Fehmi Koru, Star gazetesinde “Penguen’in hatırlattıkları” başlığıyla yayımlanan (9 Temmuz 2013) yazısında, “150 yıllık basın tarihimizin hangi dönemini ele alırsanız alın, masum Penguen’e rahmet okutacak dehşetengiz derecede yüz kızartıcı olaylarla karşılaşabilirsiniz” dedi.

1 Mart Tezkeresi dönemi ve 28 Şubat dönemini hatırlatan Koru, o dönemde gazetelerde ve haber kanallarındaki haberler için “Onlar için de birer simge aransaydı çok ilginç görüntüler çıkartılabilirdi; reklamcılar aldatılanların veya mağdurların tarafında bulunmadığı için simgesiz kaldı o dönemler...” ifadelerini kullandı.
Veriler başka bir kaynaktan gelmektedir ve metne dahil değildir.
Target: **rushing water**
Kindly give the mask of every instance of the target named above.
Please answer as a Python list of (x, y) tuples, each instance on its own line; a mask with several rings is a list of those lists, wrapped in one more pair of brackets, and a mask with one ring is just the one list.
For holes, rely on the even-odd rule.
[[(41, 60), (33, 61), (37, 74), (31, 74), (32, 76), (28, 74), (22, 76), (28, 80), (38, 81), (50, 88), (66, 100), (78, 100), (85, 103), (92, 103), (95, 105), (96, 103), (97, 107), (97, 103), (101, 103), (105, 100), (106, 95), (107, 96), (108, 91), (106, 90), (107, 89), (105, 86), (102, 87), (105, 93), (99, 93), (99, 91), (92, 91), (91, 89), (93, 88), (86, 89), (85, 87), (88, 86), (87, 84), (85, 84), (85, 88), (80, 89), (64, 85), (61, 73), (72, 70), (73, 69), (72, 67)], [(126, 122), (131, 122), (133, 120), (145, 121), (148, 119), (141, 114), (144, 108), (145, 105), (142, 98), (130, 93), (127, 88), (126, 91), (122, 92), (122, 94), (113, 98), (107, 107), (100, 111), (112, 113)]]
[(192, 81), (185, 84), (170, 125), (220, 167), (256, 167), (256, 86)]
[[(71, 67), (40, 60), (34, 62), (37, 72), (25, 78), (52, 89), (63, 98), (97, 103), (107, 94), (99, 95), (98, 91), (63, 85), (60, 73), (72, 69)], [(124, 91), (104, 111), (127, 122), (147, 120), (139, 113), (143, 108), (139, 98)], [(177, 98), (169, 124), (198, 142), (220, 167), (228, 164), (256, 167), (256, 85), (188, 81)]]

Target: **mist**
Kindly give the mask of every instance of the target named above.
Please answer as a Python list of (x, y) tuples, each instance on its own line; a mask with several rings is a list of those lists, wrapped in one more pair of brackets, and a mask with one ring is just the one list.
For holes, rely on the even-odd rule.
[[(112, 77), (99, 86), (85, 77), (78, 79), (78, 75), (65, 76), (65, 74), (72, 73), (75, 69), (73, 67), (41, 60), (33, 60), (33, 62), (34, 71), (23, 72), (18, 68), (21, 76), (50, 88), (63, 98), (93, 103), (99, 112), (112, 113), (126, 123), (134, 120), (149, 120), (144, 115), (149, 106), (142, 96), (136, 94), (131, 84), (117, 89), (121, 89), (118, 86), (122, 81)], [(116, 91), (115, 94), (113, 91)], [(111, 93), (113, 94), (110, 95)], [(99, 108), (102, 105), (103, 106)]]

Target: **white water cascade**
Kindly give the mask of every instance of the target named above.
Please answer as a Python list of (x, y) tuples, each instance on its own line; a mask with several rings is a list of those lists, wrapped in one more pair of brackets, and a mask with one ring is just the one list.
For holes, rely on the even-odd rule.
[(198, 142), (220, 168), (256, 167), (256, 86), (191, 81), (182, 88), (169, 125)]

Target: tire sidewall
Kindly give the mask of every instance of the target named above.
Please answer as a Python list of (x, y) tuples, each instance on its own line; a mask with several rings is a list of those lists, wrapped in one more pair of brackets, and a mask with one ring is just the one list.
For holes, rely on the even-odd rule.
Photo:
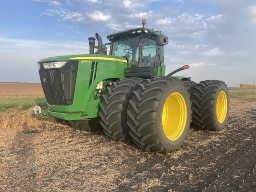
[[(162, 119), (163, 110), (164, 104), (170, 95), (174, 92), (180, 93), (183, 96), (186, 102), (187, 119), (186, 125), (182, 134), (178, 139), (172, 141), (169, 140), (164, 133), (163, 128)], [(189, 97), (189, 94), (188, 92), (187, 89), (180, 82), (180, 83), (172, 83), (170, 84), (163, 92), (162, 97), (160, 100), (157, 111), (157, 132), (158, 132), (159, 137), (161, 138), (163, 144), (168, 151), (173, 151), (176, 150), (177, 148), (178, 148), (182, 146), (188, 136), (188, 134), (190, 130), (190, 125), (191, 121), (191, 118), (190, 118), (191, 116), (191, 102)]]
[[(224, 121), (222, 122), (222, 123), (220, 123), (220, 121), (219, 121), (219, 120), (218, 120), (218, 117), (217, 117), (217, 101), (218, 100), (218, 97), (219, 96), (219, 95), (220, 95), (220, 92), (221, 92), (222, 91), (223, 91), (225, 92), (225, 94), (226, 94), (226, 96), (227, 97), (227, 114), (226, 114), (226, 117), (225, 118), (225, 120), (224, 120)], [(216, 122), (216, 124), (217, 125), (217, 127), (218, 128), (218, 129), (217, 131), (219, 131), (220, 130), (222, 129), (223, 129), (225, 126), (226, 126), (226, 124), (227, 124), (227, 121), (228, 121), (228, 115), (229, 115), (229, 96), (228, 96), (228, 88), (225, 86), (224, 86), (223, 84), (222, 84), (221, 86), (220, 86), (220, 87), (218, 88), (218, 89), (217, 90), (216, 92), (216, 98), (215, 100), (215, 103), (214, 103), (214, 111), (215, 112), (214, 113), (214, 117), (215, 117), (215, 122)]]

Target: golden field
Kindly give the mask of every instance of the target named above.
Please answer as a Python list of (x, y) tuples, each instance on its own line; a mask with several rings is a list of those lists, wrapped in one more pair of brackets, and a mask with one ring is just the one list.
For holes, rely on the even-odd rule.
[(44, 96), (40, 84), (0, 83), (0, 97)]

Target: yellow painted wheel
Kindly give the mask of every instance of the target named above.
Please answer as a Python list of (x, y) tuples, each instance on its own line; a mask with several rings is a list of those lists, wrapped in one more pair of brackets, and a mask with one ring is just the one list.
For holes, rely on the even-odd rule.
[(167, 154), (179, 149), (189, 131), (191, 101), (179, 79), (163, 76), (144, 80), (129, 101), (129, 134), (138, 146)]
[(195, 88), (191, 100), (192, 127), (209, 131), (224, 128), (229, 111), (228, 90), (225, 82), (201, 81)]
[(223, 123), (226, 119), (228, 111), (228, 99), (227, 95), (224, 91), (220, 93), (217, 100), (216, 113), (218, 120)]
[(167, 98), (162, 115), (163, 129), (170, 140), (179, 139), (184, 131), (187, 122), (187, 106), (182, 95), (172, 93)]

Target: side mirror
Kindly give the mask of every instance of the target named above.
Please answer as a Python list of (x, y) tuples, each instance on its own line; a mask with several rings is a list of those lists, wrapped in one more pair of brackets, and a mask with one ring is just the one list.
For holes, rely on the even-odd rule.
[(162, 35), (157, 36), (156, 36), (156, 44), (157, 46), (161, 46), (164, 44), (164, 37)]

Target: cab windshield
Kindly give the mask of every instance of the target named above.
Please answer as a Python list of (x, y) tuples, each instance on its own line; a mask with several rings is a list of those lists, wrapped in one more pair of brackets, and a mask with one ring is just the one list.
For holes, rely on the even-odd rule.
[[(138, 36), (115, 41), (113, 42), (111, 55), (126, 58), (129, 68), (138, 67), (139, 42)], [(152, 38), (144, 37), (142, 42), (141, 67), (154, 67), (157, 47), (156, 45), (156, 40)], [(162, 51), (162, 46), (159, 46), (158, 48)], [(161, 60), (161, 61), (164, 61)]]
“Şimdinin hiç mi sorunu yok?” diyen Koru, medyanın ikiye bölündüğünü söyledi. Koru, “Daha önce üçte ikiye üçte birlik bir ayrışma söz konusuyken bugünlerde galiba ayrışmanın tam ortadan gerçekleştiği söylenebilir” dedi.

Koru yazısını şöyle sürdürdü:

“Bugün içinde yaşadığımız durumla 28 Şubat günlerinde karşı karşıya kalınan durum arasında paralellik kuranlara rastlanıyor. Ne kadar yanıltıcı! 28 Şubat’ın karanlık günlerinde sadece köşelerini kaybetmekle kalmıyordu yazarlar, merkez medya denilen gazeteler ve TV kanallarında itibarsızlaştırma kampanyalarına da maruz kalıyorlardı. ‘Andıç’ yüzünden bir sivil toplum örgütü yöneticisi az kalsın hayatını kaybedecekti; aynı ‘andıç’ta hedef gösterilen gazetecilerin başına da aynı akıbet gelebilirdi pekala...

İki dönem arasında bir başka fark daha var: Şimdilerde köşelerini kaybedenlere sahip çıkılmıyor; oysa 28 Şubat’ta bizler kimseyi köşesiz bırakmadık. O dönemde baskılara maruz kalan yöneticilerini zorda bırakmamak için sessizce ortadan çekilenlerimiz de oldu; bazılarımız ‘marjinal’ sayılan gazetelere geçerek patronlarımızı ve yöneticilerimizi rahatlattık...

Dün Tarhan Erdem’in Radikal’de dikkat çektiği gibi, kovulduktan sonra baskıdan söz eden oluyor şu günlerde, ama çalıştığı sırada aynı şikayeti dillendiren hiç çıkmıyor... ‘’Baskı kimden geliyor?’’ sorusuna doğru dürüst bir cevap da yok.

Penguen herkese Gezi Parkı eylemleri sırasında bazı haber kanallarının uyguladığı perdelemeyi hatırlatıyor olabilir; ama aynı kibar yaratık, benim aklıma, 150 yıllık basın tarihimizin hiç de övünülmeyecek pek çok hoş olmayan sayfasını getiriyor.”